My husband and I have a favourite Italian restaurant in town.  When we go there he always orders one o to things Penne with Vodka creme sauce and sausage or Fettuccine Alfredo with ham.  While it is good food I cannot help but think when I am there that I could make it just good at home for a lot less money.  This was the inspiration for this recipe.  First of all I am sure that this recipe is much healthier then the one at the restaurant and I have eliminated the vodka thus making it kid friendly.  I also omitted the sausage or chicken breast cooked and then pulled, thus also reducing the calories and again making it kid friendly as my kids are not big on spicy food.  I think that it turned out pretty good.  My husband and my kids all seemed to enjoy it as they all cleaned their plates.


Penne A La Not-ka

Ingredients

  • 2 teaspoons olive oil, plus extra for serving
  • 3 cloves garlic, smashed with the flat of a large knife
  • 1/2 cup chopped red onion
  • 3/4 teaspoon salt
  • 1x14 ounce can diced tomatoes, or whole tomatoes in juice, pureed in a food processor
  • Pinch red pepper flakes
  • 8 ounces penne
  • 1/4 cup whipping cream
  • 6 tablespoons evaporated non-fat milk
  • 1/3 cup grated Parmesan cheese
  • 1/4 cup shredded fresh basil
  • 1/8 teaspoon black pepper


Directions

  1. Bring a large pot of salted water to a boil for the penne.
  2. In a large saucepan, heat the 2 teaspoons oil with the garlic over low heat until the garlic begins to brown, about 3 minutes.
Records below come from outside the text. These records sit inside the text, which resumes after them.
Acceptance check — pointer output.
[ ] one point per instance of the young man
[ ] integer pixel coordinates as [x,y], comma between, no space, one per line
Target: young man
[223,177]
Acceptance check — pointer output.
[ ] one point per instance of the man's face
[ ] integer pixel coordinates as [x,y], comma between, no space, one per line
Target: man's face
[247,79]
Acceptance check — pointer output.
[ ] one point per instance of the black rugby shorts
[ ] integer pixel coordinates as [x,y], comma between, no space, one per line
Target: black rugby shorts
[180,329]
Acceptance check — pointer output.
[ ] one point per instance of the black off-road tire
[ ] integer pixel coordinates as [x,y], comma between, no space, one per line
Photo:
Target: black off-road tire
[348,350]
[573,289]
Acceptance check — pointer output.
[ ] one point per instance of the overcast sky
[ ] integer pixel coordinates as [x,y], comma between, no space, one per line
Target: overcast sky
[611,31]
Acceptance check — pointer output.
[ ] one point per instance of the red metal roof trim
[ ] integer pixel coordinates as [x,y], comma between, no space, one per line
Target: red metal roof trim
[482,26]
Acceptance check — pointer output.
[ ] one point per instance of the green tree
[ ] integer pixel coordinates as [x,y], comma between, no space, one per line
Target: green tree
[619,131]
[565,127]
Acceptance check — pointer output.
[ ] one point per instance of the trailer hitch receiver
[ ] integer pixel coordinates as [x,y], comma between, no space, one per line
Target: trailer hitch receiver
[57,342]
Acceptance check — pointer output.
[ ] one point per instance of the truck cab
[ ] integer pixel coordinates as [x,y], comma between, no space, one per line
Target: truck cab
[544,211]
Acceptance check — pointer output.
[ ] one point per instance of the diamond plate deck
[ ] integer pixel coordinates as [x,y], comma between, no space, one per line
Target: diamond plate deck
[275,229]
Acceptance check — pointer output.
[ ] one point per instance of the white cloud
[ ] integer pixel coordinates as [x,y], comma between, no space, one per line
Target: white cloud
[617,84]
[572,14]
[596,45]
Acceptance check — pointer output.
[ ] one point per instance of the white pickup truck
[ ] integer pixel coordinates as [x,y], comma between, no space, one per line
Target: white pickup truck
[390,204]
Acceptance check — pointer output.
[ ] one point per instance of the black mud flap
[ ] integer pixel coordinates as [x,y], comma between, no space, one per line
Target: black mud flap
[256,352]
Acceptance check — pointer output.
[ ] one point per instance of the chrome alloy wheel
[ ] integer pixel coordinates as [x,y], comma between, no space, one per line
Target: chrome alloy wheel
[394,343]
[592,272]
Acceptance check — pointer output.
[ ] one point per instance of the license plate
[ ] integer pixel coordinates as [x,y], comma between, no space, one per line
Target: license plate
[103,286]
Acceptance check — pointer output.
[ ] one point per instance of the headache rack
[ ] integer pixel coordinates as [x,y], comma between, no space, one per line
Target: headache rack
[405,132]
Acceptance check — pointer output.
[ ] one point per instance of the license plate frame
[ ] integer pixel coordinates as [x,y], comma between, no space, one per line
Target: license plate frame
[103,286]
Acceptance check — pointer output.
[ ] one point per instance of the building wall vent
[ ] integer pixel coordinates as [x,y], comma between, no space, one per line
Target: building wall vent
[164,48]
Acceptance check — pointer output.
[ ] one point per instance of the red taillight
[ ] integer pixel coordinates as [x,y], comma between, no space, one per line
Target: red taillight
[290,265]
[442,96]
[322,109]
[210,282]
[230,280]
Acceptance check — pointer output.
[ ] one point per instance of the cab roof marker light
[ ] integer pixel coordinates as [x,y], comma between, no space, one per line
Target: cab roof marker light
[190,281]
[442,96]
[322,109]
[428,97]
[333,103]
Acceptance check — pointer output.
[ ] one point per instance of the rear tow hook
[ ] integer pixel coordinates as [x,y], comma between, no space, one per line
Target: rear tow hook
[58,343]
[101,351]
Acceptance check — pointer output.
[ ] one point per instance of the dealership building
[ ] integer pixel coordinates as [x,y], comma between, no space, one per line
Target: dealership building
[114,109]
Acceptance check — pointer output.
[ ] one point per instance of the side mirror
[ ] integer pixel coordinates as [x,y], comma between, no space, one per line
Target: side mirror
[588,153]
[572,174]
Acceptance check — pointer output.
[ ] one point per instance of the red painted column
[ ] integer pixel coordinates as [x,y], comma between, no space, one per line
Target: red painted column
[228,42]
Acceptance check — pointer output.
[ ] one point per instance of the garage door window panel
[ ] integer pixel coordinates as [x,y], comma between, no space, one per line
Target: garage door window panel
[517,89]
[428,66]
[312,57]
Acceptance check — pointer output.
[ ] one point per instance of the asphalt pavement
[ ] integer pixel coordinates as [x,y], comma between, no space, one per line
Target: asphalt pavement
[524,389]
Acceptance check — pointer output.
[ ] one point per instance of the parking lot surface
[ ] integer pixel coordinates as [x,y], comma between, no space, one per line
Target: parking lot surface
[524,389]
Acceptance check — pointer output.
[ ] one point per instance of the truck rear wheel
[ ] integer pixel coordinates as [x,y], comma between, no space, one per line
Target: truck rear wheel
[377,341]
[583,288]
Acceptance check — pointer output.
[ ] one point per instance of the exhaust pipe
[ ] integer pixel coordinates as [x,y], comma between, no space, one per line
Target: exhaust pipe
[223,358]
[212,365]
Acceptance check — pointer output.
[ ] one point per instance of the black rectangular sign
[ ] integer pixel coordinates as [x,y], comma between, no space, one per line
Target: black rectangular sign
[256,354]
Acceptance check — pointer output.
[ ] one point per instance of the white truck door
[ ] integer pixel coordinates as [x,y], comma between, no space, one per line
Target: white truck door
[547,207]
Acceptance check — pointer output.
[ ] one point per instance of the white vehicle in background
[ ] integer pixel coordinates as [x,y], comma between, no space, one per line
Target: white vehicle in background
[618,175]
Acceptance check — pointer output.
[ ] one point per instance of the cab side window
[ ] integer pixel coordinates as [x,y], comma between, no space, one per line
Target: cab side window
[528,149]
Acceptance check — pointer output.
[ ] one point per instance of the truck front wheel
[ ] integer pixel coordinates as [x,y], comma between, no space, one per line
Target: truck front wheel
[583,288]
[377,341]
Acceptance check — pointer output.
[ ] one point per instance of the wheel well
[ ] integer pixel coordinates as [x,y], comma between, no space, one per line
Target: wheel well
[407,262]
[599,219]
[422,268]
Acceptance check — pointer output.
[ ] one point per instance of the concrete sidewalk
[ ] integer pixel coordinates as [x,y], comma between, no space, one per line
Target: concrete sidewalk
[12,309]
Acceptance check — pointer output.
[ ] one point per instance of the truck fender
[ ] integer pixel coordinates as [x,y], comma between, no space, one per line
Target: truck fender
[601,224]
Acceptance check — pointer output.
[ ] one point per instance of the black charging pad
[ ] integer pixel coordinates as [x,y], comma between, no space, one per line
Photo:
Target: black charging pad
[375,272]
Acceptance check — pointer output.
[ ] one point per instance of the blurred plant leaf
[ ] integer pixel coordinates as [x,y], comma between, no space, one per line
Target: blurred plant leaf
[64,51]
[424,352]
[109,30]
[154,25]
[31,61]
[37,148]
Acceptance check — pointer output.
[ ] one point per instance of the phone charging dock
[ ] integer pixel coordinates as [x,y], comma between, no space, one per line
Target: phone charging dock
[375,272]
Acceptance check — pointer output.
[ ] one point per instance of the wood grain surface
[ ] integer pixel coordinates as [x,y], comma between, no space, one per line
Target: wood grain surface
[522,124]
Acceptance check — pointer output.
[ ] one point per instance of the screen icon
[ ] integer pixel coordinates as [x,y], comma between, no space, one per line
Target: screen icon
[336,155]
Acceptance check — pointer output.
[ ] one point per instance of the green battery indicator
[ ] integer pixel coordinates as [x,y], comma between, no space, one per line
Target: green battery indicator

Add the onion and 1/4 teaspoon salt, cover, and cook until the onion is softened, about 2 more minutes. Add the tomato, 1/2 teaspoon salt, and the red pepper flakes. Bring to a simmer, reduce the heat and simmer very gently 10 minutes. Stir in the cream and evaporated milk and simmer 1 more minute.
  3. Meanwhile, after the sauce has cooked 10 minutes, add the penne to the boiling water and cook until just shy of al dente, about 8 minutes. Drain, reserving about 1/2 cup pasta water. Add the drained penne to the saucepan and simmer until the penne is al dente, 1 to 2 minutes, adding a little of the pasta cooking water if the mixture is dry. Stir in 1/4 cup of the Parmesan, the basil, and black pepper.
  4. To serve, divide pasta between 4 serving bowls. Drizzle each serving with 1/2 teaspoon olive oil, and sprinkle with the remaining Parmesan.